Furthermore, agencies are making big investments in technology and "those investments don't lend themselves to recruitment through overhead charges of 200 or 300 percent—clients won't accept that," said Gotlieb. "We have to compete with parties who are venture-funded or private equity-funded where profitability isn't an issue.
"We have to be able to run an organization that can develop technology, build data structures, exploit it to the benefit of our clients," Gotlieb added. "And there are times—and for many clients it is absolutely acceptable—to be transparent and yet have a business model that is different from a straight commission or a straight fee."

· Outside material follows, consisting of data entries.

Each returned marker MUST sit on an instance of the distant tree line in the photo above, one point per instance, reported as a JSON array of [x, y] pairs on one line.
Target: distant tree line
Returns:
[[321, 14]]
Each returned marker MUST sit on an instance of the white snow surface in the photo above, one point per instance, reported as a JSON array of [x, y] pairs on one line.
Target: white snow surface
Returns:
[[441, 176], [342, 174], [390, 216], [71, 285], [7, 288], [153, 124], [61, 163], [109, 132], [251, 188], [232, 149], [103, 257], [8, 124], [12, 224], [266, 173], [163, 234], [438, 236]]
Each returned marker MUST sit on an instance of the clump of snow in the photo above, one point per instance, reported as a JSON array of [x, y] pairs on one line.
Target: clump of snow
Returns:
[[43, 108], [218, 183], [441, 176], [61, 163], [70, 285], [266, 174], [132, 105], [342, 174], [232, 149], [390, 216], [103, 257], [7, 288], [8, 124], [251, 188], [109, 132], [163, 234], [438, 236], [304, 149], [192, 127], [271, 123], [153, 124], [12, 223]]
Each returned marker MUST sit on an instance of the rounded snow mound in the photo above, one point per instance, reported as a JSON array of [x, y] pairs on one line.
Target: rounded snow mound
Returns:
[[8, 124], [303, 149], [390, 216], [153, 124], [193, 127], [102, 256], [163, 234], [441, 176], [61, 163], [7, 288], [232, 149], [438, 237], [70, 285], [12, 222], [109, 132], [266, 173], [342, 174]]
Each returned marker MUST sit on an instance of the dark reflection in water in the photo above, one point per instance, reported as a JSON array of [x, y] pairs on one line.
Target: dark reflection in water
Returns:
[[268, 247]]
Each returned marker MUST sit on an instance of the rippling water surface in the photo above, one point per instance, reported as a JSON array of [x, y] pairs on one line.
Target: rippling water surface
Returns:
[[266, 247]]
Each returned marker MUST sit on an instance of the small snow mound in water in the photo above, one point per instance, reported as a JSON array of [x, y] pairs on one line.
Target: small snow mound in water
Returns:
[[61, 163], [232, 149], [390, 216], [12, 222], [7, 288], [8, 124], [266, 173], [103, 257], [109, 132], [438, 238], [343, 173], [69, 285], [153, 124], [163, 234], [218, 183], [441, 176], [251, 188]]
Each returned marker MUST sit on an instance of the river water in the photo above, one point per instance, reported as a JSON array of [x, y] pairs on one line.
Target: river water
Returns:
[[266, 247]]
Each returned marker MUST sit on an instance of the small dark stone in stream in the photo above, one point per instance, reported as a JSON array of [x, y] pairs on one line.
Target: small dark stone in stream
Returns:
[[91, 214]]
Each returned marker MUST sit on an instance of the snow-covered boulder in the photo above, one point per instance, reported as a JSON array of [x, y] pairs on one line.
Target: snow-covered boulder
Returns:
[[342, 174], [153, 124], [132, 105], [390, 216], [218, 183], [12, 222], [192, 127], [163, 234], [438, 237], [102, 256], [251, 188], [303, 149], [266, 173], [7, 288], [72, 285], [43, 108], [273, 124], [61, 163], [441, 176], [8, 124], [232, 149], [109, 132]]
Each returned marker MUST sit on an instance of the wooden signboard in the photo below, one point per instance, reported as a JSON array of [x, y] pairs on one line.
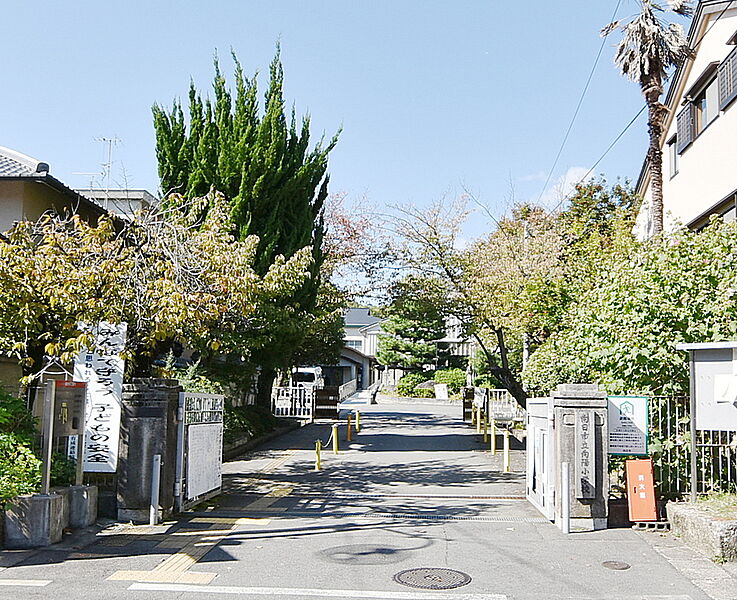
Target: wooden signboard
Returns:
[[641, 490]]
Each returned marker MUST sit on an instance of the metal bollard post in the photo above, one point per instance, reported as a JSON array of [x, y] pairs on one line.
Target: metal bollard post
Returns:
[[565, 501], [153, 512], [335, 439], [318, 458]]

Mediabrands' Seiler pushed back, however, and noted that Gotlieb used air quotes when talking about transparency.
"It's either transparent or it's not. It's not sort of transparent," Seiler said. "We are totally transparent. We don't arbitrage at all. Don't believe in it. There are clients, not necessarily, not specifically of the people up here, who say, 'We just don't understand how it can be that our agency thinks that our money is their money.'"
Klues, for his part, echoed Gotlieb's concern about how to fund agency investments.
"We need to identify—transparently, no air quotes—other models of remuneration if we are to continue to serve our clients as well as possible," Klues said. "Right now, guys, we are in a dangerously risky downward spiral with this [full-time equivalent] cost field. You know, God bless procurement people. I'm not debating their need. I think we all would just like some balance in those approaches."